Aveva ragione Pierre Restany: “La grandezza di un pittore non si misura in termini di estetica e nemmeno in quelli della morale. La grandezza di un pittore è nella misura della sua sensibilità”.
Ebbene la sua capacità di sentire è racchiusa in un bozzolo quasi patologico di timidezza. E, tuttavia, rotto da una predisposizione naturale da una sensibilità e umiltà innate per esprimere in modo adeguato sentimenti, affetti, emozioni.
Lo spazio colorato è posseduto come sostanza emotiva, strasformato e modulato da segni modulati dalla luce, costruito fuori dalla sfera naturale da ispirazioni e messaggi.
“Un fiore mai cade
se un cuore lo raccoglie”;
“Le montagne dello spirito
non hanno parole”;
“Il quadro è un mondo
che parla attraverso il silenzio”.
(Giuseppe Boaretto)
Altre piccole notazioni poetiche nascono dalla vita di ogni giorno:
“Rondini che nell’estate la sera partite
non portate via i sogni miei
anch’io amo sognare…”.
(Giuseppe Boaretto)
Perciò,
“Il sogno più bello
rimane sempre un sogno”.
(Giuseppe Boaretto)
Per questo tramite si risale a Kandinskj, alla teoria dell’espressionismo puro.

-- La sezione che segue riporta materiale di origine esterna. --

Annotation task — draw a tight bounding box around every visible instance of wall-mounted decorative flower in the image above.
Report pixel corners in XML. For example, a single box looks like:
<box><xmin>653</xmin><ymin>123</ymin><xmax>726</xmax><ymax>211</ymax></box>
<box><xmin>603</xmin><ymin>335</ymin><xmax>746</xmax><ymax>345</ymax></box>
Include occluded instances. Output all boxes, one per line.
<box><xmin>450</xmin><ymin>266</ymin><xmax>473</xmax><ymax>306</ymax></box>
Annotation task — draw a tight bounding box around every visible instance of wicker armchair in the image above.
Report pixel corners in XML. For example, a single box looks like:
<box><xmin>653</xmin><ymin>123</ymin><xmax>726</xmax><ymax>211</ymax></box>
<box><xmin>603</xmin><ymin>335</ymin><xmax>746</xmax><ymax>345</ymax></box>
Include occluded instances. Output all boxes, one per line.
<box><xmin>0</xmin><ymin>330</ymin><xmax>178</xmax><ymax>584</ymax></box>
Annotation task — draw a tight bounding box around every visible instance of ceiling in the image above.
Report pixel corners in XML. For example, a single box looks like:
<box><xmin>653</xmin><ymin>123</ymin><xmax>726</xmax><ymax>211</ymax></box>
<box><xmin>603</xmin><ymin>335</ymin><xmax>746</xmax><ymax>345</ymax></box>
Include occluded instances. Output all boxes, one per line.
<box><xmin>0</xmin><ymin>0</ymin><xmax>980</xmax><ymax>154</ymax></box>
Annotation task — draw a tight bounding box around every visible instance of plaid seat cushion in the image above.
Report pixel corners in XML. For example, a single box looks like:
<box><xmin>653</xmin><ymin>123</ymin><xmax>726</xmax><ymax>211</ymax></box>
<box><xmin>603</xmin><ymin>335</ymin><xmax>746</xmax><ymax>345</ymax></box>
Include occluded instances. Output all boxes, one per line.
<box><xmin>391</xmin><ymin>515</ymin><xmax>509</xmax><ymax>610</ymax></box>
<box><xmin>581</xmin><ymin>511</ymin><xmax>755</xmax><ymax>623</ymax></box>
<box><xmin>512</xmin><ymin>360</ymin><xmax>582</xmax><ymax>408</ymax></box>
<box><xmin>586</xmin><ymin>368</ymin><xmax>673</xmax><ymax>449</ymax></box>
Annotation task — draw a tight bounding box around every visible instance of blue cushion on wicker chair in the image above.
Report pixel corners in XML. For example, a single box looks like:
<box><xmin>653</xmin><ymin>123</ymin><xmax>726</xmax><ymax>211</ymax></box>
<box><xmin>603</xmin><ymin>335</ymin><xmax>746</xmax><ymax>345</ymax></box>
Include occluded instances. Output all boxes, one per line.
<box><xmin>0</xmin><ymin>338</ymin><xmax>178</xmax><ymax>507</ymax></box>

“L’opera d’arte, sosteneva agli inizi del novecento, è l’espressione esteriore di una necessità interiore… Agisce direttamente sull’animo come un suono musicale”.
L’artista russo ha applicato una teoria di applicazione universale riferita alla psicologia dell’uomo. Ecco come spiega il meccanismo nello “Spirituale dell’arte”, testo fondamentale dell’arte moderna. “Lo spirito creativo riesce ad aprirsi un passaggio, dapprima in un’anima. Poi nelle anime, suscitando una nostalgia, l’impulso interiore diviene tanto forte da creare un novo valore nello spirito umano, un valore che incomincia a vivere nella coscienza o nell’inconscio dell’uomo. Da quel istante consapevole o inconsapevole l’uomo si mette a cercare una forma materiale per il nuovo valore che vive in lui in forma spirituale”. Sia pure a livello inconscio, senza avere piena consapevolezza, Giuseppe Boaretto cerca nelle sue pitture lo stesso amore Kandiskiano alla purezza del colore, alla verità interiore dell’appassionante bellezza del percepire, del conoscere e del creare. È un linguaggio astratto che spiega “gli stati d’animo” toccati dall’artista come i tasti di un pianoforte per metter in “vibrazione l’anima umana”. Leggevo i quadri che l’autore sfogliava, mano a mano nello studio-capanno infisso nel verde. Prevaleva l’azzurro, “il più immateriale dei colori ed il più profondo perché l’occhio vi si perde senza ostacoli in una sorta di nirvana ottico ed emozionale”. Così, “il linguaggio del silenzio” , “il cielo senza meta”, “meditazioni sull’azzurro” , sono insiemi di macchie colorate di azzurro, raccordate da ritmi di bianco materico, aggrumato a sottolineare quasi il silenzio profondo dell’infanzia, nella quiete delle origini, “del tempo bianco delle ere glaciali”. Altre volte l’azzurro degrada nel celeste con incroci e trasparenze di vetrata. Il cielo è sereno, il mare è calmo. Sono segni scaturiti dall’Essere, quasi scritture automatiche. Incisi o a rilievo tracciano colori di lontananze, spiragli di cielo, bagliori di luci vespertine. Cinque frammenti di vecchie tegole monocrome incollate sulla tela hanno un altissimo valore evocativo. Il calore dell’abitare nella casa paterna, sui Colli, il ricordo dell’antica tradizione contadina, ormai trascorsa. Questa materia povera trasferisce alla memoria la carica di una vita vissuta. Nel quadro le “Tegole, rondini e cielo” mentre il giallo riscalda il cuore, il verde della tela offre la quieta frescura di un fascio di erba tagliata da un prato di trifoglio a primavera. Come sempre l’azzurro:
“Saliva,
saliva nel silenzio,
profondo pungeva
senza bucare”.
(Giuseppe Boaretto)
Ancora Kandiskj per capire e confermare. “L’essenziale per me è poter dire ciò che voglio, raccontare il mio sono”. “ Considero la tecnica e la forma stessa come dei semplici strumenti per spiegarmi e, del resto, ciò che racconto non ha carattere narrativo né storico”.